Although our results show the feasibility of both tracking and trailing for lung SBRT, further work is needed before these can be used clinically. In particular, the periodic motion we used for the dosimetry experiments was somewhat simplistic, resulting in very accurate predictions. However, based on our in silico predictor results, we do not expect substantial dosimetric degradation for real respiratory traces, as our predictor showed only small residual position errors on real respiratory traces. Furthermore, the large leaf speed (6 cm/s) would also allow to track faster breathing. ¹⁰ , ¹⁹ In this study, we only used one‐dimensional (1D) SI‐directed tumor motion, while lung tumors also, more subtly, move in left‐right and anterior–posterior direction. ¹⁹ , ²⁸ Additional movements resulting from tumor deformations ³² , ³³ were also neglected. Tracking tumor motion also in these directions could allow for even smaller PTV margins. In our current study, we neglected these movements due to the limitation of our phantom that can only perform translational motion in SI direction.

Tracking motion in multiple directions, requires a multidimensional predictor. A linear regression predictor can be trivially extended to process multidimensional data by performing independent 1D predictions along each coordinate. Alternatively, a multidimensional training and prediction filter can be applied, in which the size of the multidimensional space can be limited by establishing a common input vector for all three coordinates, as described by Krauss et al. (2011) and Ruan and Keall (2010). ¹⁹ , ³⁰ Although the latter gives a more accurate prediction, ¹⁹ it might also induce more latency because the calculations are more complex, which could require longer lookahead lengths.

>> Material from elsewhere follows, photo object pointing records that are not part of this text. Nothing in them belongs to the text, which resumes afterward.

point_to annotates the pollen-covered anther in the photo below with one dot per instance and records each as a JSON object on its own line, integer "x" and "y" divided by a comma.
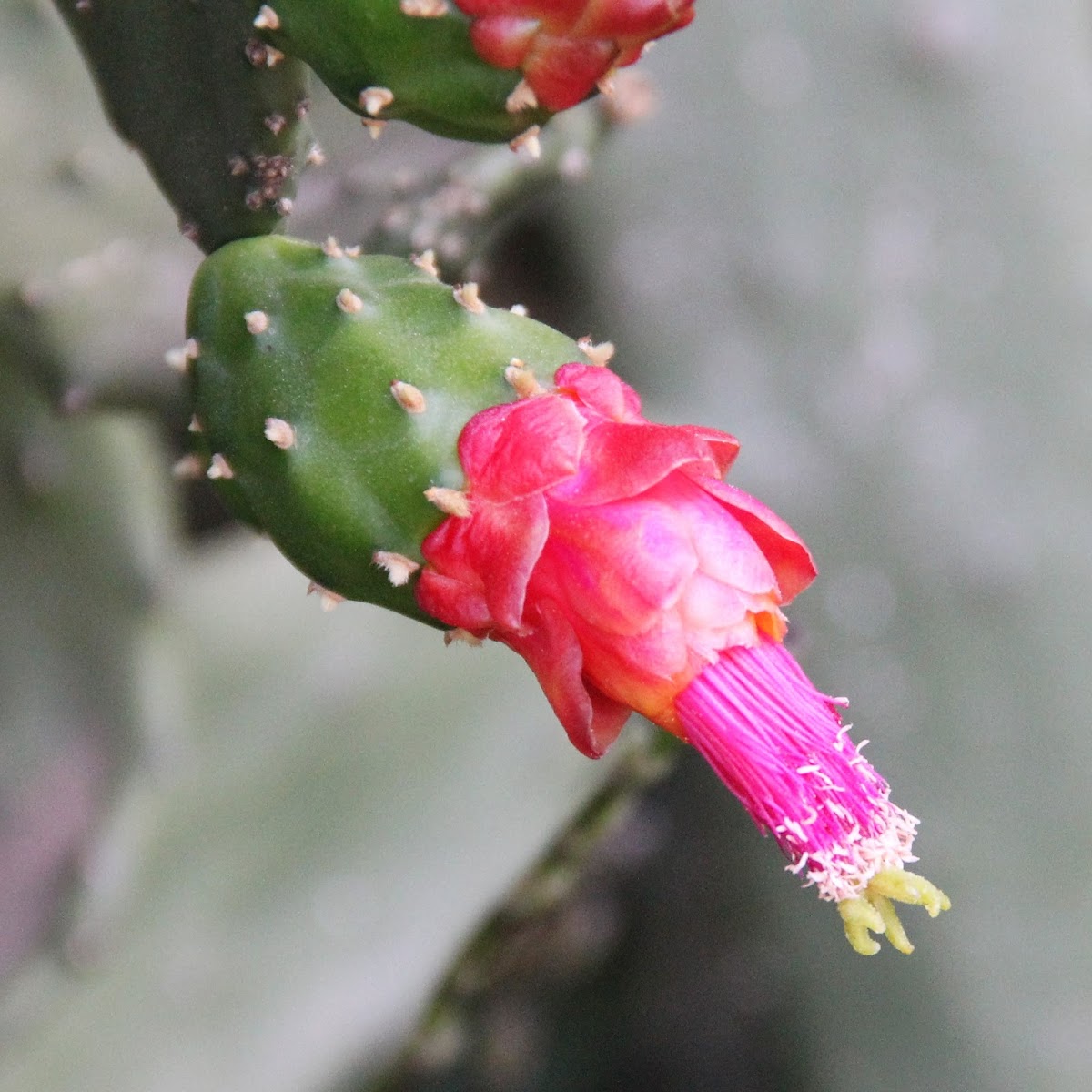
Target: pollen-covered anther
{"x": 522, "y": 379}
{"x": 528, "y": 142}
{"x": 467, "y": 296}
{"x": 424, "y": 9}
{"x": 596, "y": 354}
{"x": 874, "y": 911}
{"x": 267, "y": 19}
{"x": 279, "y": 432}
{"x": 450, "y": 501}
{"x": 399, "y": 567}
{"x": 219, "y": 469}
{"x": 328, "y": 600}
{"x": 375, "y": 99}
{"x": 409, "y": 397}
{"x": 188, "y": 469}
{"x": 522, "y": 98}
{"x": 349, "y": 301}
{"x": 426, "y": 262}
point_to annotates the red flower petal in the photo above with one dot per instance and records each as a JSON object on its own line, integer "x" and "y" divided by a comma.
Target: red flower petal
{"x": 600, "y": 389}
{"x": 521, "y": 448}
{"x": 789, "y": 557}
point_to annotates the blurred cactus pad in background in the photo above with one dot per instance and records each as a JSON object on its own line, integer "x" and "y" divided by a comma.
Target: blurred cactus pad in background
{"x": 250, "y": 844}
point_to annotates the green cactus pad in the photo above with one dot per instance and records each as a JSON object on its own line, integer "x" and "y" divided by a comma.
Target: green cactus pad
{"x": 437, "y": 80}
{"x": 217, "y": 116}
{"x": 295, "y": 353}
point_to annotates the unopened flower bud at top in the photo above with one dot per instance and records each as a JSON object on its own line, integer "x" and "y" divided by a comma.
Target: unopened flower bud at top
{"x": 610, "y": 552}
{"x": 566, "y": 47}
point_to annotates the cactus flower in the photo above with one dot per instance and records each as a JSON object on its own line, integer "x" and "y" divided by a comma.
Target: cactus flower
{"x": 563, "y": 47}
{"x": 607, "y": 551}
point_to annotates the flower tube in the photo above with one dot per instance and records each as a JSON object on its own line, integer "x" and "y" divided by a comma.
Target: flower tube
{"x": 607, "y": 551}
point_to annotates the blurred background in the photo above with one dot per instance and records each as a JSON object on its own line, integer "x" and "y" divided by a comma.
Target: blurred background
{"x": 241, "y": 839}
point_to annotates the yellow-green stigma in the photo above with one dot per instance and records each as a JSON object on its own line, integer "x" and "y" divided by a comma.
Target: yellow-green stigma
{"x": 874, "y": 911}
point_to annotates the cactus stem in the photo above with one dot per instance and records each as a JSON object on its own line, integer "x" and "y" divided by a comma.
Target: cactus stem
{"x": 267, "y": 19}
{"x": 521, "y": 98}
{"x": 257, "y": 322}
{"x": 219, "y": 468}
{"x": 375, "y": 99}
{"x": 188, "y": 469}
{"x": 450, "y": 501}
{"x": 596, "y": 354}
{"x": 328, "y": 600}
{"x": 349, "y": 301}
{"x": 409, "y": 397}
{"x": 424, "y": 9}
{"x": 467, "y": 296}
{"x": 399, "y": 567}
{"x": 522, "y": 379}
{"x": 426, "y": 262}
{"x": 279, "y": 432}
{"x": 528, "y": 142}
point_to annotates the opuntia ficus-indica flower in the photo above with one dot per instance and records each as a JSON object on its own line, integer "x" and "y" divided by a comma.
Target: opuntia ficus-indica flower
{"x": 609, "y": 552}
{"x": 565, "y": 47}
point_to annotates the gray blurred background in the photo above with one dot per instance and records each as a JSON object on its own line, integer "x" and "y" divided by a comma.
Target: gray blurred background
{"x": 240, "y": 839}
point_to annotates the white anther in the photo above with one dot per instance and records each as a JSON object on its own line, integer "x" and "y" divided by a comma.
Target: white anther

Another limitation of our study is the uniform spherical target we used. Contrasting to our target, real tumors exist in a wide variety of shapes and sizes. Furthermore, they generally have a fuzzy outline on the cine images, which makes it more difficult to identify the tumor during real‐time tracking and trailing. However, previous studies already showed the feasibility of different auto‐contouring algorithms for lung tumors on cine images. ³⁴ This indicates that MRI‐guided tracking and trailing would also be possible with cine images of real tumors.

5. CONCLUSION

We provided a first experimental demonstration of the technical feasibility of MRI‐guided MLC tracking and trailing for central and peripheral lung SBRT. Tracking maximizes the sparing of healthy tissue, while trailing is highly effective in mitigating baseline motion. A linear regression prediction filter, tailored for low‐frequency MRI guidance, mitigates system latency during tracking and substantially reduces dosimetric errors. Furthermore, trailing can narrow the dosimetric gap between MLC tracking and midP deliveries by effectively tracking the baseline motion.